XuyangBai / D3Feat

[TensorFlow] Official implementation of CVPR'20 oral paper - D3Feat: Joint Learning of Dense Detection and Description of 3D Local Features https://arxiv.org/abs/2003.03164
MIT License
259 stars 38 forks source link

Training without GT transformation #32

Closed kidpaul94 closed 3 years ago

kidpaul94 commented 3 years ago

Hello again, Is it possible to train D3Feat without GT transformation data like how PPF-FoldNet does....?

XuyangBai commented 3 years ago

Hi, one possible way is to use the transformed point cloud as the pseudo point cloud pairs ( e.g. you have point cloud A, you can add augmentation like Rotation, Translation, Gaussian Noise, Occlusion, etc to get another point cloud B, then you could use the A & B to generate the point-point correspondences for training) but for my experience, the results will be heavily affected by the augmentation strategies and generally perform worse than the real point cloud pairs

kidpaul94 commented 3 years ago

Thank you for your response. If that's the case, I should probably make some program for myself so that I can manually find transformation of another point cloud to the reference point cloud relatively easily. I presume that the dataset folder will just contain pair of pc.ply and pose.npy. How many training data roughly does this network need for single class (I just know pointnet does not require that many unlike Mask-RCNN or YOLO)? Excuse this newbie trying to collect ideas about this specific type of neural network. Again, thank you a lot!

XuyangBai commented 3 years ago

If that's the case, I should probably make some program for myself so that I can manually find transformation of another point cloud to the reference point cloud relatively easily. I presume that the dataset folder will just contain pair of pc.ply and pose.npy.

Yes, you may also look at some direct registration papers (e.g. DCP, RPM-Net, they are focusing on the registration of small objects from ModelNet40, and their training data is just generated by adding augmentation to the point cloud if I remember correctly, so it is quite similar with your situation.) And you can change the dataset class by 1. read a point cloud 2. sample some augmentation and apply to the point cloud to get the transformed one 3. compute point-point correspondences. In this way you do not need to save the pose.npy and the poses are generated on the fly. In this way you can also play with different augmentation strategies without generating data every time.

How many training data roughly does this network need for single class (I just know pointnet does not require that many unlike Mask-RCNN or YOLO)?

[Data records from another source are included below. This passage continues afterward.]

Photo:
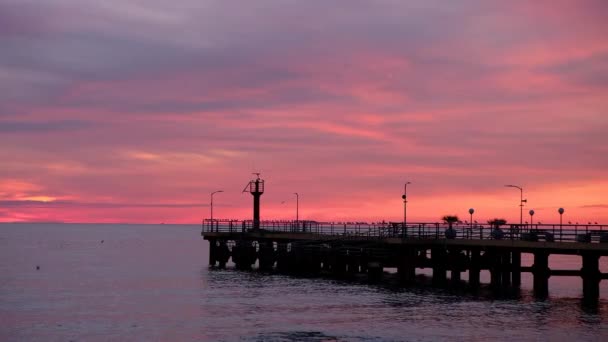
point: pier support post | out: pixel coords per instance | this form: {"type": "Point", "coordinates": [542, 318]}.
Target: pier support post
{"type": "Point", "coordinates": [223, 254]}
{"type": "Point", "coordinates": [516, 268]}
{"type": "Point", "coordinates": [338, 264]}
{"type": "Point", "coordinates": [282, 257]}
{"type": "Point", "coordinates": [407, 266]}
{"type": "Point", "coordinates": [541, 273]}
{"type": "Point", "coordinates": [243, 255]}
{"type": "Point", "coordinates": [439, 261]}
{"type": "Point", "coordinates": [505, 268]}
{"type": "Point", "coordinates": [591, 277]}
{"type": "Point", "coordinates": [213, 249]}
{"type": "Point", "coordinates": [353, 265]}
{"type": "Point", "coordinates": [495, 259]}
{"type": "Point", "coordinates": [474, 268]}
{"type": "Point", "coordinates": [456, 265]}
{"type": "Point", "coordinates": [374, 271]}
{"type": "Point", "coordinates": [266, 255]}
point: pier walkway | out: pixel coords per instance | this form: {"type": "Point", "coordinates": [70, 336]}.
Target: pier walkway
{"type": "Point", "coordinates": [354, 248]}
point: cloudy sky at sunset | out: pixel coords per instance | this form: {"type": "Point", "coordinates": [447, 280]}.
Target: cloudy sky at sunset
{"type": "Point", "coordinates": [135, 111]}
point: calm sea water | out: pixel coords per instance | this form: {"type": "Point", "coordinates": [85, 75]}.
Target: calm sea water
{"type": "Point", "coordinates": [152, 283]}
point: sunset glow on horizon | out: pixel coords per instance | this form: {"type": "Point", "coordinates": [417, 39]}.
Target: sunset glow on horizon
{"type": "Point", "coordinates": [135, 111]}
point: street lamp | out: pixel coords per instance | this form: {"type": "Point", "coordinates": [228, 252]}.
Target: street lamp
{"type": "Point", "coordinates": [522, 201]}
{"type": "Point", "coordinates": [297, 208]}
{"type": "Point", "coordinates": [531, 218]}
{"type": "Point", "coordinates": [471, 211]}
{"type": "Point", "coordinates": [215, 192]}
{"type": "Point", "coordinates": [405, 203]}
{"type": "Point", "coordinates": [561, 212]}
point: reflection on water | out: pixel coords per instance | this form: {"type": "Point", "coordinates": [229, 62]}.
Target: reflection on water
{"type": "Point", "coordinates": [152, 283]}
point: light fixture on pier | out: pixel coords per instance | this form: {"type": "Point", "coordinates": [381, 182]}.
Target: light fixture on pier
{"type": "Point", "coordinates": [521, 202]}
{"type": "Point", "coordinates": [405, 203]}
{"type": "Point", "coordinates": [211, 204]}
{"type": "Point", "coordinates": [471, 211]}
{"type": "Point", "coordinates": [531, 217]}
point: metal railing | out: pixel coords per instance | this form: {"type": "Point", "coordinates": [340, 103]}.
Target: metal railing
{"type": "Point", "coordinates": [538, 232]}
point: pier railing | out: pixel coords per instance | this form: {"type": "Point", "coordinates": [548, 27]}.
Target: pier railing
{"type": "Point", "coordinates": [590, 233]}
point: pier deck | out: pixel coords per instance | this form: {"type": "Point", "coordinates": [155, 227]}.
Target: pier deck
{"type": "Point", "coordinates": [354, 248]}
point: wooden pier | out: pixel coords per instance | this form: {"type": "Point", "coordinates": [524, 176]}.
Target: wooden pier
{"type": "Point", "coordinates": [307, 247]}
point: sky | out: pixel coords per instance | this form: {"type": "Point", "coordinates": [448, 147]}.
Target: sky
{"type": "Point", "coordinates": [135, 111]}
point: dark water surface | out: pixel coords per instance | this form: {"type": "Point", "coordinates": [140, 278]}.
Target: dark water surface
{"type": "Point", "coordinates": [152, 283]}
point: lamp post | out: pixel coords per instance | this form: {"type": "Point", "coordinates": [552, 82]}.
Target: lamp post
{"type": "Point", "coordinates": [561, 212]}
{"type": "Point", "coordinates": [531, 218]}
{"type": "Point", "coordinates": [405, 203]}
{"type": "Point", "coordinates": [211, 206]}
{"type": "Point", "coordinates": [521, 202]}
{"type": "Point", "coordinates": [297, 209]}
{"type": "Point", "coordinates": [471, 211]}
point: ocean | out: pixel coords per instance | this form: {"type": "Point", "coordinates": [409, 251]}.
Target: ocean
{"type": "Point", "coordinates": [115, 282]}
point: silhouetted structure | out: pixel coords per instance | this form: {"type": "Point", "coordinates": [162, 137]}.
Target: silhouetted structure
{"type": "Point", "coordinates": [256, 188]}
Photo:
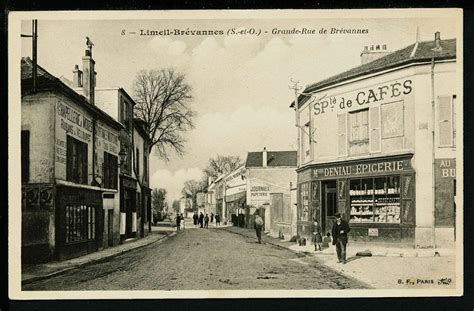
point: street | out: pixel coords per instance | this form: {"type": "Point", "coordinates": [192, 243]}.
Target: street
{"type": "Point", "coordinates": [202, 259]}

It is hard to say, but generally, it will need more data if your training data is generated by adding augmentation instead of real point cloud pairs (as"self-supervised" models are usually data-hungry). But since you can generate infinite data by adding augmentation, you may keep sampling augmentation to generate new data for training untill the network converge? I have tried such experiments longtime ago, and I find the network is very easy to overfit the training data but the performance on real data is not satisfactory.

kidpaul94 commented 3 years ago

Thank you! I'll close this issue for now.

joker-lb7 commented 1 year ago

If that's the case, I should probably make some program for myself so that I can manually find transformation of another point cloud to the reference point cloud relatively easily. I presume that the dataset folder will just contain pair of pc.ply and pose.npy.

Yes, you may also look at some direct registration papers (e.g. DCP, RPM-Net, they are focusing on the registration of small objects from ModelNet40, and their training data is just generated by adding augmentation to the point cloud if I remember correctly, so it is quite similar with your situation.) And you can change the dataset class by 1. read a point cloud 2. sample some augmentation and apply to the point cloud to get the transformed one 3. compute point-point correspondences. In this way you do not need to save the pose.npy and the poses are generated on the fly. In this way you can also play with different augmentation strategies without generating data every time.

How many training data roughly does this network need for single class (I just know pointnet does not require that many unlike Mask-RCNN or YOLO)?

It is hard to say, but generally, it will need more data if your training data is generated by adding augmentation instead of real point cloud pairs (as"self-supervised" models are usually data-hungry). But since you can generate infinite data by adding augmentation, you may keep sampling augmentation to generate new data for training untill the network converge? I have tried such experiments longtime ago, and I find the network is very easy to overfit the training data but the performance on real data is not satisfactory.

Great suggestion, but I found that these data sets contain overlap rates, how do I calculate the overlap rates in the self-made data sets? Thanks!